Disclaimer: I don't own Morrowind. This yarn is just for fun. No harm intended.
-----
It had been night when they emerged from the cave. It was sunrise by the time they reached the edge of town. Jiub looked up the gentle hill at the road that led through the center of Pelagiad and the stone fort sitting at the end of it. He looked up at it and flopped down in the middle of the road beside Dak. His arms and back were on fire. Even his legs burned with fatigue. He just didn't have the energy to get them the last few hundred yards.
He must have nodded off because the next thing he knew, someone was nudging him in the ribs with a steel boot. With a groan of protest, he peeled his eyelids apart…and immediately shut them again. The sun was right overhead and ungodly bright.
"Up, ya drunk!" a gruff voice commanded, and the boot made contact with Jiub's ribs again.
"We need…" he tried to explain as he forced himself to sit up. "She needs a healer." His vision came into focus, and he saw that the boot and voice belonged to an Imperial guard. Past him, a traders' caravan waited impatiently for Jiub and Dak to clear the road.
The look the guard gave him was one of disbelief—despite Dak's obviously bad condition. Nevertheless, the guard gestured for two of the men from the caravan to hoist the Nord woman in her blanket and carry her off to the fort.
"Thanks," Jiub said as he climbed to his feet, staggering a little as his sore muscles protested.
The guard watched him wobble with impassive eyes, his face partially shadowed by his open-faced helm. "What happened?" the guard demanded once Jiub had his feet solidly under him.
"Bandits."
The guard's eyes raked over him, and suddenly, Jiub was aware of just how shabby his clothes and armor were. "Why would bandits attack you?"
He swallowed. "We blundered into their cave, trying to get out of the rain." And his grandma could walk on water while juggling mud crabs, but it sounded plausible enough, and it had been pouring when Dak had led him into that cave. The guard didn't need to know that she'd gone in just spoiling for a fight.
"Which cave?"
"Place called 'Ulummusa' on my map."
"To the north of here?"
Jiub nodded.
"You wouldn't have, by any chance, taken anything from the cave?"
Jiub fought the urge to swallow nervously again as the guard's eyes bored into him. To be honest, after Dak had collapsed, his mind had been on other things besides looting. He was a bad thief like that. "I ate some of the food that was in there and gave her a cheap health potion I found…oh, and there was this…" Dropping one strap of his pack from his shoulder, he let the bag swing around to the front. Opening it, he pulled out the small silver bowl he'd found sitting on a chest in the cave. It'd been the only decent piece of loot in the entire hideout, and he was loath to part with it, but this guard seemed suspicious enough to search his person, and how was Jiub supposed to explain away its presence in his pack—especially since it had the name 'Armond Beluelle' engraved on it? "I was going to try and find the owner. It looks like a commemorative piece—I'm sure somebody's missing it." He gave the guard his most charming smile and hoped it came across as innocent.
The guard's suspicion didn't decrease an iota, but neither did he take away the bowl. "Beluelle—name sounds familiar. You might want to try asking up at the fort.
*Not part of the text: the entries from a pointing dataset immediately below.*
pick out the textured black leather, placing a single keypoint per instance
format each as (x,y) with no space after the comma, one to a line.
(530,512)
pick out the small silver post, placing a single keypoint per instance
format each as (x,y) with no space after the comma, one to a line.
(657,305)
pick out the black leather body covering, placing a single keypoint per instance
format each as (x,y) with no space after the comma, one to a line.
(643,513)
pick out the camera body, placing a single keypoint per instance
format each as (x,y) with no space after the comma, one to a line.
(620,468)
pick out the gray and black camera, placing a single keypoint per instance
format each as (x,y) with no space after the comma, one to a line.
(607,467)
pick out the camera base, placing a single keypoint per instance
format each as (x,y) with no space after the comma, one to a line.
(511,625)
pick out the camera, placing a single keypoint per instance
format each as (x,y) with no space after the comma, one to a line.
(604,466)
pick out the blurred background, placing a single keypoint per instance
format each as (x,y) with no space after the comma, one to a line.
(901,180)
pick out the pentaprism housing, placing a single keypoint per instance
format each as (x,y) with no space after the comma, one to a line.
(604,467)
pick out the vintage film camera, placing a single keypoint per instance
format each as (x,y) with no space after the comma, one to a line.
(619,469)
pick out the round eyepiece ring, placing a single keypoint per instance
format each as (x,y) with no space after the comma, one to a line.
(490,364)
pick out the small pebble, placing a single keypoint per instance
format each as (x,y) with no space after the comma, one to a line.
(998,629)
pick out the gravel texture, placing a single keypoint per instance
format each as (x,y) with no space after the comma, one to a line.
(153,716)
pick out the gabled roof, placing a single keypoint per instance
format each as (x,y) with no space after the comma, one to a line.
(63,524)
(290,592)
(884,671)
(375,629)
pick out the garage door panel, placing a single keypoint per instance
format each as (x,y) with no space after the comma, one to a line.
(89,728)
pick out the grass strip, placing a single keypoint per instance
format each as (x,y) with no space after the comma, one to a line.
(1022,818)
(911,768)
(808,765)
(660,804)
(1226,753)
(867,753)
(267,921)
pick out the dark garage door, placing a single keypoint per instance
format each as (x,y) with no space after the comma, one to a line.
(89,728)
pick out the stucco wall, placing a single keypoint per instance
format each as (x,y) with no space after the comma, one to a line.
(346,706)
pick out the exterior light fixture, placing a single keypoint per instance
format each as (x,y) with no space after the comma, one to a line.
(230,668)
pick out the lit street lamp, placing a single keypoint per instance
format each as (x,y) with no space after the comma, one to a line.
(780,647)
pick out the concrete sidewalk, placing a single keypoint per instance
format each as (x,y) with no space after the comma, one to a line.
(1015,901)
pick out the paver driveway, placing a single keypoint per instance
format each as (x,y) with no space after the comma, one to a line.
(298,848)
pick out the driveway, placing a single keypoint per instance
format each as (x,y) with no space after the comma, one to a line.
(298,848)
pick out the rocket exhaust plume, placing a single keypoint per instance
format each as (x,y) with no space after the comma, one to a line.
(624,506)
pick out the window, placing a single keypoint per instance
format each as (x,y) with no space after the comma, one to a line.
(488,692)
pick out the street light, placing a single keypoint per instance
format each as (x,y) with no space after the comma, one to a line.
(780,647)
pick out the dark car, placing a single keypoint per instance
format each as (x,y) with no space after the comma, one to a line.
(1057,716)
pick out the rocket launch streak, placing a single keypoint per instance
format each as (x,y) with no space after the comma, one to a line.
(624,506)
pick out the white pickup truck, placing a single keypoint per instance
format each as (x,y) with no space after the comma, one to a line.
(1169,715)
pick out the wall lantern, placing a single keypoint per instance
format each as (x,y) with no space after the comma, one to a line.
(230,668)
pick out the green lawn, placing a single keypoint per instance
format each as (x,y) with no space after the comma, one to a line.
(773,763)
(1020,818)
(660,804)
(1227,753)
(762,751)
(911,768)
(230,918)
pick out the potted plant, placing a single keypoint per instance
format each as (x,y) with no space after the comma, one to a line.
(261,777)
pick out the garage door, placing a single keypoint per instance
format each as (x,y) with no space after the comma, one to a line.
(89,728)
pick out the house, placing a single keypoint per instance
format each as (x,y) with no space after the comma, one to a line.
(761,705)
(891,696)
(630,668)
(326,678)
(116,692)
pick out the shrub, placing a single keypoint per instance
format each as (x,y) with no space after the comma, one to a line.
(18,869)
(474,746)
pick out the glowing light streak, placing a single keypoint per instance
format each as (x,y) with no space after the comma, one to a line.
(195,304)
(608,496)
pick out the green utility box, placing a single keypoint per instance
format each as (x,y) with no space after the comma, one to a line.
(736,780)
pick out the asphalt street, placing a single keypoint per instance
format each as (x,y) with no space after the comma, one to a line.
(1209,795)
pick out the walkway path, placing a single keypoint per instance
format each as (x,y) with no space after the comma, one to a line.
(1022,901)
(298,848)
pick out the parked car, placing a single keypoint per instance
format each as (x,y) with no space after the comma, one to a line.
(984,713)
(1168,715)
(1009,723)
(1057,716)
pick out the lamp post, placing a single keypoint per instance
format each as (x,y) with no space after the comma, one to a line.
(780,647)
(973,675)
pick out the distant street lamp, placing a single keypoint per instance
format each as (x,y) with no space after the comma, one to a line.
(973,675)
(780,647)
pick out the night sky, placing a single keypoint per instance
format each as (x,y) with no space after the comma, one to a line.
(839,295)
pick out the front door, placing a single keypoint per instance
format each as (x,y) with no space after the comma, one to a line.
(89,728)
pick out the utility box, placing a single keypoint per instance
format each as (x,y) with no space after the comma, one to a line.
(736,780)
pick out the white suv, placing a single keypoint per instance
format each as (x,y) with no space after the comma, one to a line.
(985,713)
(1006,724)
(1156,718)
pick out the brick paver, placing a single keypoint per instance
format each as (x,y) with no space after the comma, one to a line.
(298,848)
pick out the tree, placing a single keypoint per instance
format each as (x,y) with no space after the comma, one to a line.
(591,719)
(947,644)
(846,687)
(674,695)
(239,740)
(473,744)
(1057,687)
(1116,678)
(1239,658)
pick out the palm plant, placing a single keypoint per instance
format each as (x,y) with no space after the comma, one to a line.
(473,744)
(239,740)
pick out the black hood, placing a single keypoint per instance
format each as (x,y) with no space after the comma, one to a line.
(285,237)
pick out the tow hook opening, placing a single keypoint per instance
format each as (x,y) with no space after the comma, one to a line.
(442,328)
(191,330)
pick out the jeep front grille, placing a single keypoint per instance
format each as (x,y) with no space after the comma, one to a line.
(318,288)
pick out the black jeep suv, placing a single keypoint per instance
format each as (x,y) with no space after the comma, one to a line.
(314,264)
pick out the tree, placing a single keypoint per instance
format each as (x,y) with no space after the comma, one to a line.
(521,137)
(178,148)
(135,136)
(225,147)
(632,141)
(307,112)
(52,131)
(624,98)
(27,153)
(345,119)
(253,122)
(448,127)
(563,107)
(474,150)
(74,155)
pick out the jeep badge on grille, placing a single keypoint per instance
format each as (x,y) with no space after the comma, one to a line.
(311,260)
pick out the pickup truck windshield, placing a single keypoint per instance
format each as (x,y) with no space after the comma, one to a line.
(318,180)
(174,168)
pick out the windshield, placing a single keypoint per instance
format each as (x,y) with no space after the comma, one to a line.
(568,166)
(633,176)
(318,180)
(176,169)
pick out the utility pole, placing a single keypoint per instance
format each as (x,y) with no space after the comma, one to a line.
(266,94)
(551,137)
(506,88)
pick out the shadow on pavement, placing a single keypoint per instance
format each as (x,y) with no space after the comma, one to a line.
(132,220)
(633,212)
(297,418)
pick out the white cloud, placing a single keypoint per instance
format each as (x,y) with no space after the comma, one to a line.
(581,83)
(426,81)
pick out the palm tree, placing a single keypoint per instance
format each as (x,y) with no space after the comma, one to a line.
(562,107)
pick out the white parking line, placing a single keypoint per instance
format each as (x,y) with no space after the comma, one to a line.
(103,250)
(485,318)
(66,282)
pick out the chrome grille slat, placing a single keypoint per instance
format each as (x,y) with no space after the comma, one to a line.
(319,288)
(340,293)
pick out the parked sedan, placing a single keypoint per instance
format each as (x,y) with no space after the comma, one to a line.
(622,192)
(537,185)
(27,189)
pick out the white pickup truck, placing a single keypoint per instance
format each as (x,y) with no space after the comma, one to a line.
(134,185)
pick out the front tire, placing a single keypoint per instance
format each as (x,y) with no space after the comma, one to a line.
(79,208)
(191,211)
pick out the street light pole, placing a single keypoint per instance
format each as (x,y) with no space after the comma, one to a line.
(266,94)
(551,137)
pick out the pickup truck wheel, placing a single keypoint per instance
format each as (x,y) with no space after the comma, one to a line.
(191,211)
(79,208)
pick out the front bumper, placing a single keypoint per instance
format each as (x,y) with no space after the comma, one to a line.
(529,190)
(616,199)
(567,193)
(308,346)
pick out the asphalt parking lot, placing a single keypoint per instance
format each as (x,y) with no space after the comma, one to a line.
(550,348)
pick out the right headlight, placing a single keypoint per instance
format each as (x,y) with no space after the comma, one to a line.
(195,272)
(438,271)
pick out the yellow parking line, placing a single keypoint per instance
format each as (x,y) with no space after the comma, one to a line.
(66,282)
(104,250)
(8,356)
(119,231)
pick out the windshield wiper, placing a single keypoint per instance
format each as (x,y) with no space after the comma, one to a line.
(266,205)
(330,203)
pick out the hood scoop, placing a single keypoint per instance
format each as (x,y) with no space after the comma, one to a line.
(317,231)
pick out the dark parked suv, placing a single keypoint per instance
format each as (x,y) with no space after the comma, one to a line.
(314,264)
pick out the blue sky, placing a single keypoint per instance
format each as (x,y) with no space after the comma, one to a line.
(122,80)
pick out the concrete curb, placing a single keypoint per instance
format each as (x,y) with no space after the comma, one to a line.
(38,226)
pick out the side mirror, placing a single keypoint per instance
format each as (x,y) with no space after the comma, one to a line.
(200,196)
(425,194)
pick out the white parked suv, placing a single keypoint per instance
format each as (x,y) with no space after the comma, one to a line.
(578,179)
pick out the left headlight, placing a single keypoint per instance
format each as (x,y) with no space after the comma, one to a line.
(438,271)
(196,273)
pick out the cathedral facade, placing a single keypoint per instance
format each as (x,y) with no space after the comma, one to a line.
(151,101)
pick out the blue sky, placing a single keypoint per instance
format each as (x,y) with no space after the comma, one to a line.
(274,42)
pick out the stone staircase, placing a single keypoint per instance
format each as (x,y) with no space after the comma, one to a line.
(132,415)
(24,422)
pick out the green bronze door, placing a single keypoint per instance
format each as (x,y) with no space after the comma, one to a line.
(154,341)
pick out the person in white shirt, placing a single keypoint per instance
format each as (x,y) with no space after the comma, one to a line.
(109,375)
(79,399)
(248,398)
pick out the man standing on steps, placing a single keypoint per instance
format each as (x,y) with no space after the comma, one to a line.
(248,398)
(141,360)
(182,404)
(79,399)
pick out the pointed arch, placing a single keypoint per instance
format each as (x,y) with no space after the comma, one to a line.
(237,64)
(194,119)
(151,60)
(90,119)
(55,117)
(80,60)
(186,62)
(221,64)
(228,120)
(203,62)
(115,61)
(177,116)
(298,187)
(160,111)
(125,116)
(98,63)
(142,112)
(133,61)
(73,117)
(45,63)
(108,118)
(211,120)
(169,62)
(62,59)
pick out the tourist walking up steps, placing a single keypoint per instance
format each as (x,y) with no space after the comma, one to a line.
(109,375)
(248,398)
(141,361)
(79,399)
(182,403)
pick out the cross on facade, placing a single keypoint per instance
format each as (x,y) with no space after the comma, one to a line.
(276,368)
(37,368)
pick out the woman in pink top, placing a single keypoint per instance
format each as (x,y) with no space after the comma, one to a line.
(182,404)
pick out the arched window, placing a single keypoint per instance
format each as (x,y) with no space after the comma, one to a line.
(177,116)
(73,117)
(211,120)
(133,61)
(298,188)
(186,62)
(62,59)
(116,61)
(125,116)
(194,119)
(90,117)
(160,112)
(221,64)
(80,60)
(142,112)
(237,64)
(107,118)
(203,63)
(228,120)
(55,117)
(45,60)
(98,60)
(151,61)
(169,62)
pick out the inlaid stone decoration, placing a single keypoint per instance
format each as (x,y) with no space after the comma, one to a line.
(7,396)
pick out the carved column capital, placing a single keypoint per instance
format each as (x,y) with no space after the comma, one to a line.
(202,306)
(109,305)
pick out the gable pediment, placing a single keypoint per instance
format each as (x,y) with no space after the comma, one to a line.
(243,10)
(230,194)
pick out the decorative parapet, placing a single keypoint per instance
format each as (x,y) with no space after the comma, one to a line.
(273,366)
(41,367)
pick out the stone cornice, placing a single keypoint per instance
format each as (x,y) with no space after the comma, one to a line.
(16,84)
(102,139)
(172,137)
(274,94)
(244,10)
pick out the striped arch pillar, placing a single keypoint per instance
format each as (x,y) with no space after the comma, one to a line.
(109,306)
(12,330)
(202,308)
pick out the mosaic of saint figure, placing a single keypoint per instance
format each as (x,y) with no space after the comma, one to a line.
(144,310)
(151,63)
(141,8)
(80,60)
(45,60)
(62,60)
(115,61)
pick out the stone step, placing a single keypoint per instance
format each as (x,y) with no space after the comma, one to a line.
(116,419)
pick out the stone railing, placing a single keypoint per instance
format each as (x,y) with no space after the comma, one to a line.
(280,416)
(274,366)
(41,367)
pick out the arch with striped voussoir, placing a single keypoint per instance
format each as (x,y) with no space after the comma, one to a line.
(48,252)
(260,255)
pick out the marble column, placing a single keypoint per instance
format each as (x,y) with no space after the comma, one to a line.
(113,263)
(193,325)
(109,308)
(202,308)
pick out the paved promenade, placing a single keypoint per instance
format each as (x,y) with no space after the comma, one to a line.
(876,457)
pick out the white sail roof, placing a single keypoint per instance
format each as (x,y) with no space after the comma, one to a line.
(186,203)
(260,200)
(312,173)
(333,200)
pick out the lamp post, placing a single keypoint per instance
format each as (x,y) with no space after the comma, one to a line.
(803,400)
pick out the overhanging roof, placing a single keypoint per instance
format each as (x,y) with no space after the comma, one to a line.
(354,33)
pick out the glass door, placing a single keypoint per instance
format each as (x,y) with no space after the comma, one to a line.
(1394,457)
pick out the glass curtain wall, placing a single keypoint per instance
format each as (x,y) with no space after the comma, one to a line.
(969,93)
Ygfa, the healer, knows everyone in these parts. Stay out of trouble." The last was a growled warning. Once delivered, the guard turned back to directing the caravan into the village.
Jiub too turned and started up the street that led to Fort Pelagiad. Surrounded by gently rolling farmland, the town looked as if it had been lifted straight out of Cyrodil. The buildings all followed the basic Imperial-style of architecture, constructed from gray stone, hard wood planks, and thatch. A tavern was to his left, its door propped open as the barmaid swept. It was early enough in the day that any visitors who had stayed overnight in the second-floor lodgings were still abed. Beyond the tavern was a side road leading down the hill into a residential area of cottages surrounded by small garden plots. On the right side sat a blacksmith's shop and a trader's. The sight of the hammer and anvil on the smith's shingle reminded Jiub that his cuirass was in dire need of repair. One of the netch leather lames had split during the fight with the bandits, and it now flapped loose against his back each time he took a step.
"Dak first, repairs later," he whispered as he passed through the fort's gate and made his way across the grassy courtyard.